I might have mentioned in passing my subpar record and play in league tennis this year. But, as I noted more recently, my results have started to look up a bit. And when I say "bit" you should know that that is exactly what I mean.
I've rarely played two matches this season with the same person, but I have in the past two matches. The first of these two matches was against two really strong players who probably played a little above their rating. This is a 7.5 combo league, a thing I'd never heard of before moving to Florida, but anyway. So one player was a 4.0 and the other a 3.5.
We got our clocks cleaned pretty good in the first set and I had a strategical thought that I conveyed to my partner: Maybe she should lay off the net for a while. Lord knows I always should lay off the net. She was more comfortable up there, but her volleys were not exactly point-enders, so our opponents always were able to retrieve them and stay in the point. I thought it would improve our chances if she played the baseline. But I could tell she was obviously not comfortable with that, so I let it be. "We're here to have fun," I told myself. "Don't put any pressure on anybody."
And even I didn't want to be at the net, I stayed there, too. Same reason. No big deal. It's fun!
Although we competed better in the second set, even building a lead at one point, we lost the set and the match.
Have you ever noticed how you're never more retrospective in life as you are on the drive home after a league match? Everything is so much clearer than it was just 10 minutes ago. Well, this drive was no different. Why didn't I press my partner to stay off the net? Why the hell didn't I stay off the net? I've pulled my own net card a thousand times in a match and done my damage from the baseline. Why didn't I do it, then?

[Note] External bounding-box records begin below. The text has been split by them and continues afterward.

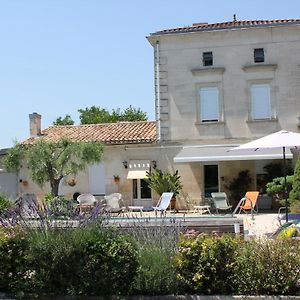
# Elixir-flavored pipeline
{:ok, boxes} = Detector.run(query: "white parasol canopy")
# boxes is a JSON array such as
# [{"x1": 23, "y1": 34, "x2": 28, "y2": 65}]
[
  {"x1": 230, "y1": 130, "x2": 300, "y2": 151},
  {"x1": 230, "y1": 130, "x2": 300, "y2": 221}
]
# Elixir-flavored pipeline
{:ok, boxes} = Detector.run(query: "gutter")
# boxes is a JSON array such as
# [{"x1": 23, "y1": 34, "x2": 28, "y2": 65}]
[{"x1": 155, "y1": 41, "x2": 161, "y2": 143}]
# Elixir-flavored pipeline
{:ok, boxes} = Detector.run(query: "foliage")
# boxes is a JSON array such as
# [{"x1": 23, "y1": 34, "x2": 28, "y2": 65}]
[
  {"x1": 47, "y1": 196, "x2": 77, "y2": 219},
  {"x1": 53, "y1": 115, "x2": 75, "y2": 126},
  {"x1": 267, "y1": 175, "x2": 294, "y2": 205},
  {"x1": 3, "y1": 143, "x2": 25, "y2": 172},
  {"x1": 0, "y1": 225, "x2": 137, "y2": 295},
  {"x1": 145, "y1": 169, "x2": 182, "y2": 195},
  {"x1": 78, "y1": 105, "x2": 147, "y2": 124},
  {"x1": 0, "y1": 227, "x2": 29, "y2": 292},
  {"x1": 0, "y1": 194, "x2": 13, "y2": 214},
  {"x1": 175, "y1": 235, "x2": 240, "y2": 294},
  {"x1": 277, "y1": 226, "x2": 298, "y2": 240},
  {"x1": 133, "y1": 225, "x2": 179, "y2": 295},
  {"x1": 226, "y1": 170, "x2": 252, "y2": 201},
  {"x1": 289, "y1": 158, "x2": 300, "y2": 208},
  {"x1": 4, "y1": 139, "x2": 103, "y2": 196},
  {"x1": 233, "y1": 239, "x2": 300, "y2": 295},
  {"x1": 264, "y1": 160, "x2": 294, "y2": 182}
]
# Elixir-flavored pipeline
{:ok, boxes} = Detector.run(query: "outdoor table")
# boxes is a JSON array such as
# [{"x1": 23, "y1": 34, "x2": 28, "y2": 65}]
[
  {"x1": 194, "y1": 205, "x2": 211, "y2": 215},
  {"x1": 128, "y1": 206, "x2": 144, "y2": 216}
]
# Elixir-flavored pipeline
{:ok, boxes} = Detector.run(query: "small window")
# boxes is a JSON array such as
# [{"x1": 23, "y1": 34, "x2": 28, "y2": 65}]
[
  {"x1": 251, "y1": 84, "x2": 271, "y2": 120},
  {"x1": 254, "y1": 48, "x2": 265, "y2": 62},
  {"x1": 202, "y1": 52, "x2": 213, "y2": 66},
  {"x1": 199, "y1": 87, "x2": 219, "y2": 122}
]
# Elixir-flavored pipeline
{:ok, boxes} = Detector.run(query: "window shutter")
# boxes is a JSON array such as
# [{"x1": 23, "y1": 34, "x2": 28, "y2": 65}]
[
  {"x1": 199, "y1": 87, "x2": 219, "y2": 122},
  {"x1": 251, "y1": 84, "x2": 271, "y2": 120}
]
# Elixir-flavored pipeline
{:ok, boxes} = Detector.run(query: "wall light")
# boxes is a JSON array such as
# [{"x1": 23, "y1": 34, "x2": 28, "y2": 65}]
[
  {"x1": 152, "y1": 160, "x2": 157, "y2": 169},
  {"x1": 123, "y1": 160, "x2": 128, "y2": 169}
]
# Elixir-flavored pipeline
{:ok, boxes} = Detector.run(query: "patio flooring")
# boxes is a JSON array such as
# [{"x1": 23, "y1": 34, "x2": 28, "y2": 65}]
[{"x1": 118, "y1": 212, "x2": 279, "y2": 237}]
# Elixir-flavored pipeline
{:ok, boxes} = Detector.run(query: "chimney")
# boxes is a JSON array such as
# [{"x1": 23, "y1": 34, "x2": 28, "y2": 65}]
[{"x1": 29, "y1": 112, "x2": 42, "y2": 137}]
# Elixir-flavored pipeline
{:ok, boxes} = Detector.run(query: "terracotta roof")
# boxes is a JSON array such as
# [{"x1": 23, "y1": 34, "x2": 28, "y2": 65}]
[
  {"x1": 151, "y1": 19, "x2": 300, "y2": 35},
  {"x1": 23, "y1": 121, "x2": 156, "y2": 145}
]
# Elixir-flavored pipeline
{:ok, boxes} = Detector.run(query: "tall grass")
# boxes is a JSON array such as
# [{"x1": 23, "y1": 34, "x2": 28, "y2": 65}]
[{"x1": 132, "y1": 219, "x2": 181, "y2": 295}]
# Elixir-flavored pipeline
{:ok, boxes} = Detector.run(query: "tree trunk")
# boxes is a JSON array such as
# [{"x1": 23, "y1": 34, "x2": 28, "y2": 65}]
[{"x1": 50, "y1": 179, "x2": 60, "y2": 197}]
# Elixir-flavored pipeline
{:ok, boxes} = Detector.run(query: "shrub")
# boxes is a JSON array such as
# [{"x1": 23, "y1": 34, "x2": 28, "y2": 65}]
[
  {"x1": 0, "y1": 194, "x2": 13, "y2": 214},
  {"x1": 277, "y1": 226, "x2": 298, "y2": 239},
  {"x1": 0, "y1": 227, "x2": 29, "y2": 292},
  {"x1": 176, "y1": 235, "x2": 240, "y2": 294},
  {"x1": 0, "y1": 225, "x2": 137, "y2": 295},
  {"x1": 47, "y1": 196, "x2": 76, "y2": 219},
  {"x1": 267, "y1": 175, "x2": 294, "y2": 205},
  {"x1": 134, "y1": 225, "x2": 179, "y2": 295},
  {"x1": 233, "y1": 239, "x2": 300, "y2": 295}
]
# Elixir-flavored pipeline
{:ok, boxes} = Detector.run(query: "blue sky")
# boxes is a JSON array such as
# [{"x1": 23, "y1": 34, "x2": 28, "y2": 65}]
[{"x1": 0, "y1": 0, "x2": 300, "y2": 149}]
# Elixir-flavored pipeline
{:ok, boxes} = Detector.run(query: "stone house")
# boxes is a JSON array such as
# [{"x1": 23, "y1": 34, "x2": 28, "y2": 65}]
[
  {"x1": 18, "y1": 113, "x2": 160, "y2": 207},
  {"x1": 147, "y1": 16, "x2": 300, "y2": 206},
  {"x1": 4, "y1": 18, "x2": 300, "y2": 207}
]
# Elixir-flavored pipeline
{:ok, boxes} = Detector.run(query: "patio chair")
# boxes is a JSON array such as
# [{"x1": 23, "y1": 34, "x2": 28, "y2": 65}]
[
  {"x1": 15, "y1": 193, "x2": 40, "y2": 219},
  {"x1": 211, "y1": 192, "x2": 232, "y2": 214},
  {"x1": 77, "y1": 194, "x2": 97, "y2": 212},
  {"x1": 234, "y1": 191, "x2": 259, "y2": 214},
  {"x1": 104, "y1": 193, "x2": 126, "y2": 215},
  {"x1": 153, "y1": 192, "x2": 174, "y2": 216}
]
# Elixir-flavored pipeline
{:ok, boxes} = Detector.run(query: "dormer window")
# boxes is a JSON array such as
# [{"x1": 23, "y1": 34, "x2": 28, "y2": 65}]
[
  {"x1": 202, "y1": 52, "x2": 213, "y2": 67},
  {"x1": 254, "y1": 48, "x2": 265, "y2": 63}
]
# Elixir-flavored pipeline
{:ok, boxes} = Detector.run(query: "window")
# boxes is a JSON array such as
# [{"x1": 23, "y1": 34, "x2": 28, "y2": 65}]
[
  {"x1": 132, "y1": 179, "x2": 151, "y2": 200},
  {"x1": 202, "y1": 52, "x2": 213, "y2": 66},
  {"x1": 204, "y1": 165, "x2": 219, "y2": 198},
  {"x1": 251, "y1": 84, "x2": 271, "y2": 120},
  {"x1": 199, "y1": 87, "x2": 219, "y2": 122},
  {"x1": 254, "y1": 48, "x2": 265, "y2": 62}
]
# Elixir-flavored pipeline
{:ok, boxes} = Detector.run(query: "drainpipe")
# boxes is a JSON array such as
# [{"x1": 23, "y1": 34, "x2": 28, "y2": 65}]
[{"x1": 155, "y1": 41, "x2": 161, "y2": 142}]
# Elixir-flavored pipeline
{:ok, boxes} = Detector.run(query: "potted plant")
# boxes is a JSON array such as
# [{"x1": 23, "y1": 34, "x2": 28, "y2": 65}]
[
  {"x1": 66, "y1": 177, "x2": 76, "y2": 186},
  {"x1": 114, "y1": 175, "x2": 120, "y2": 183},
  {"x1": 145, "y1": 169, "x2": 182, "y2": 209}
]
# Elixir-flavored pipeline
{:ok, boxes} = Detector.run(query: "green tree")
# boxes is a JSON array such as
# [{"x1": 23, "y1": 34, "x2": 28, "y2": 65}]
[
  {"x1": 53, "y1": 115, "x2": 75, "y2": 126},
  {"x1": 122, "y1": 105, "x2": 147, "y2": 121},
  {"x1": 78, "y1": 105, "x2": 147, "y2": 124},
  {"x1": 78, "y1": 106, "x2": 111, "y2": 124},
  {"x1": 4, "y1": 139, "x2": 103, "y2": 196},
  {"x1": 289, "y1": 158, "x2": 300, "y2": 211}
]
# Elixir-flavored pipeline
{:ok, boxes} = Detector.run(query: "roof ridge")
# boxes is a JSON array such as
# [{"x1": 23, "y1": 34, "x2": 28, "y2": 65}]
[
  {"x1": 49, "y1": 120, "x2": 156, "y2": 129},
  {"x1": 151, "y1": 19, "x2": 300, "y2": 35}
]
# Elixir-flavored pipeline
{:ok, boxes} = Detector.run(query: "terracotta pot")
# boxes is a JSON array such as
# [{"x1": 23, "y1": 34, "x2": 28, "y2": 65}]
[{"x1": 170, "y1": 197, "x2": 176, "y2": 209}]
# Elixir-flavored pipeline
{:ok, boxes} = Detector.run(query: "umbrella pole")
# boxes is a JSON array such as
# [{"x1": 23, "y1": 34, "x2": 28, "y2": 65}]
[{"x1": 282, "y1": 147, "x2": 289, "y2": 222}]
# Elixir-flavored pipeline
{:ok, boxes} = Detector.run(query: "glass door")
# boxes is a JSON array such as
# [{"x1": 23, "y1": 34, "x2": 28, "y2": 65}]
[
  {"x1": 204, "y1": 165, "x2": 219, "y2": 198},
  {"x1": 132, "y1": 179, "x2": 152, "y2": 207}
]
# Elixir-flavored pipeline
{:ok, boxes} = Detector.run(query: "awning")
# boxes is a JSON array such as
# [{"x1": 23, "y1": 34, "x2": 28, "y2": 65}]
[
  {"x1": 127, "y1": 160, "x2": 150, "y2": 179},
  {"x1": 174, "y1": 145, "x2": 293, "y2": 163}
]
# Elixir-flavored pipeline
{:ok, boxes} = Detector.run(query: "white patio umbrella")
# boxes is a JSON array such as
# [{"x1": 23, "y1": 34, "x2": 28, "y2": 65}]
[{"x1": 230, "y1": 130, "x2": 300, "y2": 222}]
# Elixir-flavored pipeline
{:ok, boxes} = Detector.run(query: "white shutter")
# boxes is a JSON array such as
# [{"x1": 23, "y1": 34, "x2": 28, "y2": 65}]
[
  {"x1": 251, "y1": 84, "x2": 271, "y2": 120},
  {"x1": 89, "y1": 163, "x2": 105, "y2": 195},
  {"x1": 199, "y1": 87, "x2": 219, "y2": 122}
]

The answer came to me right at a red light. I had taken this "no pressure" approach a little too far. See, I had felt earlier in the year that I was too wound up, too worried about winning these matches, and it made me careful. So I decided that I would focus on having fun above all things, hoping my game would loosen up and I would play well. But now I was putting such little pressure on myself that I was apparently willing to stand at the net and botch volley after volley -- all in the name of not being too worried about winning. Yes, you can say it. That is straight-up stupid. But this was the problem. My inner Scrappy was making occasional appearances in matches, but I was muting her by not wanting to worry about winning.
So how do you fix such a stupid problem? For me, the solution was twofold: Stop beating myself with inertia and -- and this is going to be the fun part -- set a goal. Set a desire. And my goal is not to be afraid to try to win. My goal is to play to win, too. So now I'm going to be happy and have fun playing tennis and I am also going to compete.
But how do you put a metric on such a goal? That answer came later, when I had to endure the endless mocking from my husband, ("Have you ever won a match out here?" "Are you going to the kitchen? Maybe you'll find your backhand in the cupboard.") having lost again. He was looking at his USTA record on the website, which prompted him to look at mine, which I really didn't want him to do. I knew what it was. I had won some, but I had lost even more. I had always prided myself on finishing seasons with a winning record. Now? Two matches below .500.
With four matches left in my season, it's time to put a metric on this goal. I am going to finish the season at .500 or better. And, it was going to start, oh, two days after making this decision, as it turned out.
Due to some communication issues, our next match sneaked up on a lot of people on our team and a couple couldn't play at the last minute, so instead of playing again in two weeks, it was on RIGHT NOW. When I got there, our captain informed me I'd be playing against one of the best players in the county. Yes! Let's get this party started!
I was ready to go, but it seemed my racquet wasn't. Yeah, it was my racquet's fault that we almost got bageled in the first set. I got to play with my partner from last time, and I was still doing the same stupid thing from the last match -- just sitting there at the net, botching volleys. Toward the end of the first set, though, I told my partner I was getting off the net. But I didn't tell her to back off, which I considered, but then something happened. When I got out of her way, she began rushing in and finishing off points. Not all of them, but she was obviously far more comfortable up there. And I was more comfortable back at the baseline. That adjustment basically got us the second set. Now it was on to the tiebreaker, because in Florida, they don't play a third set. Yes, this is terrible, but we'll move on somehow.
We were a few key shots away from winning, but in the end, we lost 10-5, I think. It was a little frustrating, because obviously, once you get that far in a match, you feel you have a chance. But during that revelatory drive home I mentioned, I realized two things: There's still time to make my goal and that I shouldn't be afraid to change things up. Some people, myself included, stay at the net because they feel they should. It's how you play doubles. But tennis is a lot easier to play when you put yourself in a comfortable position on the court. Like so many things in life, we make it harder than it has to be.
So, with that in mind, and more of a focus on strategy and making my goal, I'm starting to feel a bit more Scrappy again. And you should know that when I say "bit," it is exactly what I mean.